Pretty clear where I'd prefer to be…
Pretty clear where I’d prefer to be…

It isn’t complicated. Colder temperatures are in a cool blue and warmer temperatures in a warm red. The brighter the respective colour, the more intense the extreme temperatures. As you all know, I am averse to warm weather and so I will naturally default to living somewhere in the upper Midwest or maybe Maine. It is pretty clear that I will not really countenance moving to the desert southwest or Texas. But places such as Philadelphia, New York, and Washington are squarely in the blacked out or at least very dark grey range of, not super bad.

Credit for the piece goes to Tim Meko.

American Nuclear Generating Stations

Those that have followed me for a long time know that I am a big fan of nuclear power. It does have some drawbacks, namely its radioactive waste, but otherwise creates enormous amounts of stable, carbon-free electricity. So when I saw this article from Bloomberg about the impact of climate change on US nuclear powered electricity generating station. It makes use of a number of nice maps to show that, yeah, not good things.

Pennsylvania is a big state for nuclear power
Pennsylvania is a big state for nuclear power

I normally am not a huge fan of scaling circle size to the data point, but here it makes sense since the circles are tied to the geographical location. Like I mentioned with the one Notre Dame graphic, I’m not sure the advantage of the black background, but it could be that there is a benefit to the contrast over the white background.

There are additional maps in the piece that look at a few specific locations in a moderate hurricane and the expected storm surge. Again, not good. These also use light colours on a dark background.
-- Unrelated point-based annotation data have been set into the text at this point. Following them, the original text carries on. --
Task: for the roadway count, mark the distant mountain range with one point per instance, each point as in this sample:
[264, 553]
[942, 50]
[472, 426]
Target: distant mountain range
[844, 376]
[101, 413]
Credit for the piece goes to Christopher Flavelle and Jeremy C.F. Lin.

Carbon Taxes

Last week the New York Times published an article about carbon taxes, looking at their adoption around the world and their effectiveness. It is a fascinating article about how different countries have chosen to implement the broad policy idea and the various forms it can take. And, most importantly, how some of those policies can end up blunting the intended effect of carbon emission reduction.

This, however, is about the print piece, because as I was flipping through the morning paper, I found the Business section had a world map above the fold. And we all know how I feel about big, splashy print graphics.

We could use some more green on this map
We could use some more green on this map

Here we have a pretty straight-forward piece. It uses a map to indicate which countries have adopted or are scheduled to adopt a carbon tax programme. The always interesting bit is how the federal system in the United States is represented. Whilst a carbon cap-and-trade deal failed in the US Senate in 2009, individual states have taken up the banner and begun to implement their own plans. Hence, the map shows the states in yellow.

There is nothing too crazy going on in the piece, but it is just a reminder that sometimes, as a designer, I love big splashy graphics to anchor an article.

Credit for the piece goes to Brad Plumer.